The HL7 approach for time specification appears to cover all reasonable requirements, but has some minor problems, including:

the types PIVL and EIVL are declared as being generic types (i.e. PIVL<T:TS>, EIVL<T:TS>), when there appears to be no reason for this;
the PIVL.phase attribute is used to represent an interval during which a activity occurs, example given is "2 minutes every 8 hours". However, the "2 mins" is almost always part of a therapeutic prescription of some kind, not part of the timing specification as such. Therapeutic prescriptions have the form "do X every Y time", where the X describes what to do, and how long to do it for (e.g. 40 mins massage, administer a drug slowly over 10 mins). In fact, what we are really interested in with a timing specification is the specification of the starting points in time of some activity, not a time-based graph of on/off points, whch is effectively what the PIVL type is now.

Type Conversions

The HL7v3 data types specification allows various type conversions, as follows:

Three kinds of type conversions are defined: promotion, demotion, and character string literals.
Type conversions can be implicit or explicit.
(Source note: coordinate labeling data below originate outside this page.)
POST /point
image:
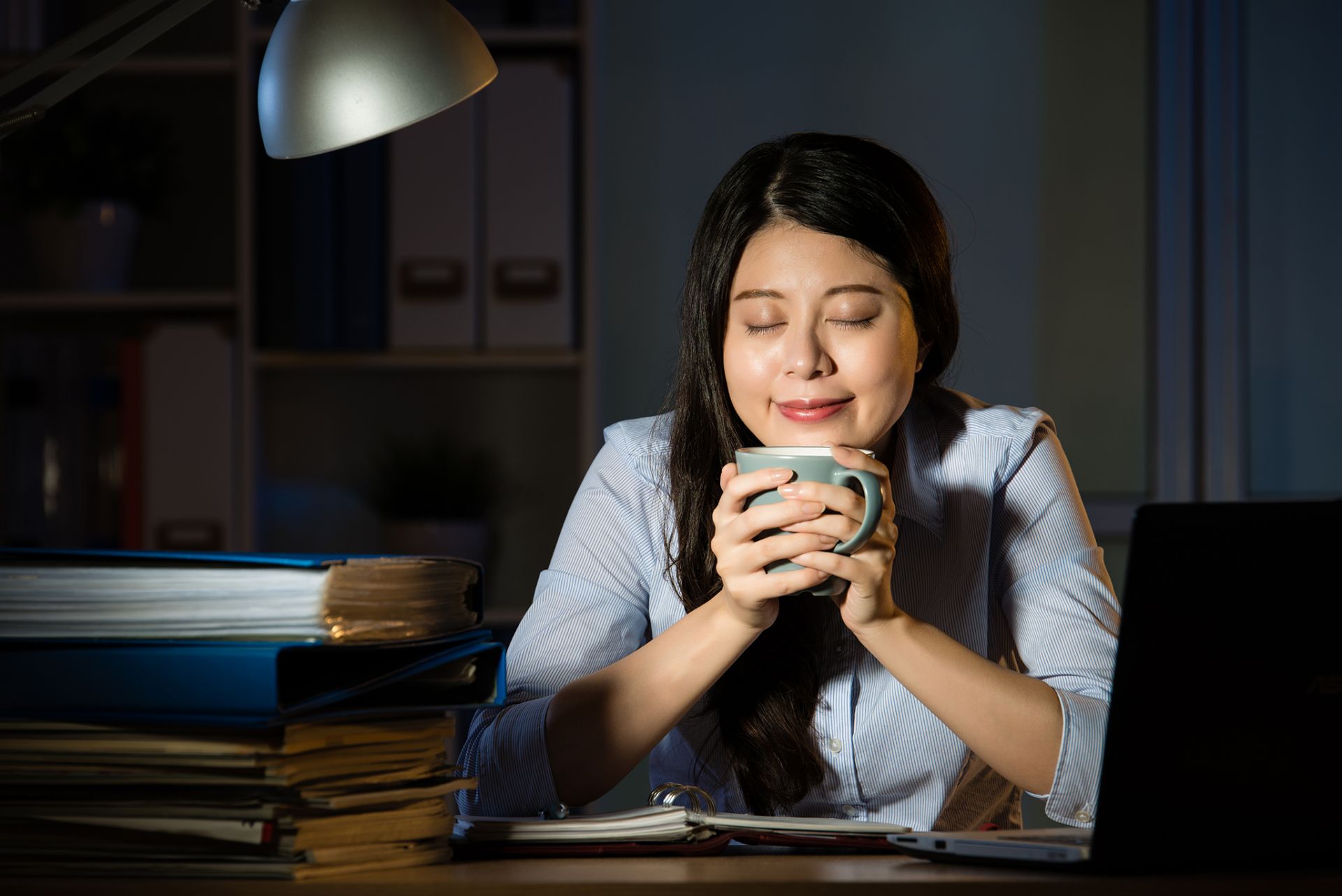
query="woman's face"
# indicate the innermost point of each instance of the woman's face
(821, 341)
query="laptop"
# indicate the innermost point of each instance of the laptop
(1222, 749)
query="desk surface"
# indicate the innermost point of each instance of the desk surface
(735, 875)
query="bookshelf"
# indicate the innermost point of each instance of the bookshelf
(294, 414)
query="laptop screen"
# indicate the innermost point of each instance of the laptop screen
(1227, 687)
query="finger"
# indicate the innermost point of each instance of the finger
(854, 459)
(835, 525)
(767, 550)
(832, 564)
(741, 486)
(728, 472)
(791, 582)
(838, 498)
(765, 516)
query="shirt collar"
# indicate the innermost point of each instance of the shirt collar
(917, 478)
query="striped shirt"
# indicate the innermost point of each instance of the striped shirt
(995, 549)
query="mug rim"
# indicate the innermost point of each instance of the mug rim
(796, 451)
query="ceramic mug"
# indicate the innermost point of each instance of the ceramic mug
(811, 463)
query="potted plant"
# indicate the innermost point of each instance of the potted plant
(82, 179)
(433, 496)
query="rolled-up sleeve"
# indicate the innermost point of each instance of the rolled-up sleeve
(1060, 608)
(591, 609)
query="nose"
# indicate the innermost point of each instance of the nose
(807, 354)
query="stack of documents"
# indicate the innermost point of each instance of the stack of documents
(239, 716)
(243, 596)
(303, 801)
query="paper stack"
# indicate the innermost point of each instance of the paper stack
(167, 716)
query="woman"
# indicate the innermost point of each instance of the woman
(971, 655)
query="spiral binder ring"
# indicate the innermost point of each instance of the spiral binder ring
(698, 798)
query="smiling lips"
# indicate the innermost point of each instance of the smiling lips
(812, 410)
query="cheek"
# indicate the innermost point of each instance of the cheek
(748, 368)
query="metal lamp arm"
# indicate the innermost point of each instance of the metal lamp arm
(36, 106)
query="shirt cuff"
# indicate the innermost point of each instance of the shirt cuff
(512, 763)
(1072, 801)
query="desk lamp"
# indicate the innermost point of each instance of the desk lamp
(336, 73)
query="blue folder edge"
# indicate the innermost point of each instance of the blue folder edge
(247, 674)
(305, 561)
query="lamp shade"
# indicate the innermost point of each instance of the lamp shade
(337, 73)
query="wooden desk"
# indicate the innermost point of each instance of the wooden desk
(704, 876)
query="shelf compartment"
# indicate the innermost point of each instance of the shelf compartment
(419, 360)
(116, 302)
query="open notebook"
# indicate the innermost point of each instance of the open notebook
(663, 828)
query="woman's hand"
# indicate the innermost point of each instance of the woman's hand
(867, 601)
(748, 591)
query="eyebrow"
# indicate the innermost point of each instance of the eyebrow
(834, 290)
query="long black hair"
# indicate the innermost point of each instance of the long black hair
(847, 187)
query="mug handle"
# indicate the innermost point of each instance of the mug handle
(872, 491)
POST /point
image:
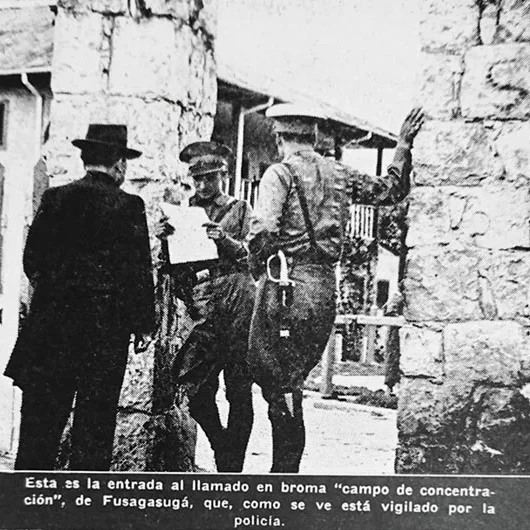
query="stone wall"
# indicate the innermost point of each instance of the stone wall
(148, 64)
(466, 355)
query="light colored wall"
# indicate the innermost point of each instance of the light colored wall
(18, 157)
(387, 269)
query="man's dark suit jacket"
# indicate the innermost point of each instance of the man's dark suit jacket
(88, 241)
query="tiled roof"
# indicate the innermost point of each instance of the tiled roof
(26, 39)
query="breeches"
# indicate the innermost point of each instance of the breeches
(282, 364)
(219, 342)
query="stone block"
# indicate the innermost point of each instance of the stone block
(494, 217)
(209, 85)
(208, 17)
(513, 147)
(79, 57)
(439, 91)
(442, 285)
(489, 21)
(155, 70)
(496, 82)
(420, 407)
(109, 7)
(421, 352)
(513, 25)
(456, 153)
(483, 352)
(467, 284)
(133, 442)
(504, 285)
(449, 24)
(179, 9)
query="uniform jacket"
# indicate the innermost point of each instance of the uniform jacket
(89, 239)
(330, 188)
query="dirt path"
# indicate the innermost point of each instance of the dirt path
(342, 438)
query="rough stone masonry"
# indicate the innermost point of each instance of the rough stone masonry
(463, 405)
(148, 64)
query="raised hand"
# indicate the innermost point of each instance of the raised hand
(411, 125)
(163, 228)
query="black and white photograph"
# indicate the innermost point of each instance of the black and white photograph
(265, 261)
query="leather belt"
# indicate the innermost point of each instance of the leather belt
(210, 273)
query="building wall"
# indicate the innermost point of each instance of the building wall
(18, 156)
(149, 65)
(466, 358)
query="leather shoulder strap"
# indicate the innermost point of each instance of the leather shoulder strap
(305, 209)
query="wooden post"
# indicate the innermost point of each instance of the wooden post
(369, 342)
(328, 359)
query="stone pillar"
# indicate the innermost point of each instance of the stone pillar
(148, 64)
(466, 356)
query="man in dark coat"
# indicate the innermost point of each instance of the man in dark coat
(88, 258)
(222, 301)
(302, 211)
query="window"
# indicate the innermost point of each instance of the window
(3, 123)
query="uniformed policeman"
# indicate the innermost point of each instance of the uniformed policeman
(223, 296)
(302, 211)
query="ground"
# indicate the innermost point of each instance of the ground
(343, 438)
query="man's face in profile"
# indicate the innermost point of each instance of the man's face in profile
(208, 185)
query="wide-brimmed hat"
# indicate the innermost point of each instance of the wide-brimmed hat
(107, 135)
(295, 119)
(205, 157)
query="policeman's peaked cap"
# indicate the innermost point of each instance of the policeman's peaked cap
(206, 157)
(295, 119)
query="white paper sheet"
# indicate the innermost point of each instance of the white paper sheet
(189, 242)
Implicit type conversion occurs when a certain
type is expected (e.g. as an argument to a statement) but a different type is actually provided.

One notable kind of conversion possible in HL7 is of a value of any type T into an instance of Set<T>, List<T>, Bag<T> or IVL<T> containing the value. The openEHR model does not provide for any type conversions other than those automatically available between inbuilt basic numeric types such as Integer, Float and Double, and between types related by inheritance, as supported by all object-oriented languages.

References

[1] B. Meyer, Object-oriented Software Construction, Second. Prentice Hall, 1997.
[2] G. Booch, Object-oriented Analysis and Design with Applications, Second. Redwood City, CA, USA: Benjamin-Cummings Publishing Co., Inc., 1994.
[3] H. Kilov and J. Ross, Information Modelling - an object-oriented approach. Prentice Hall, 1994.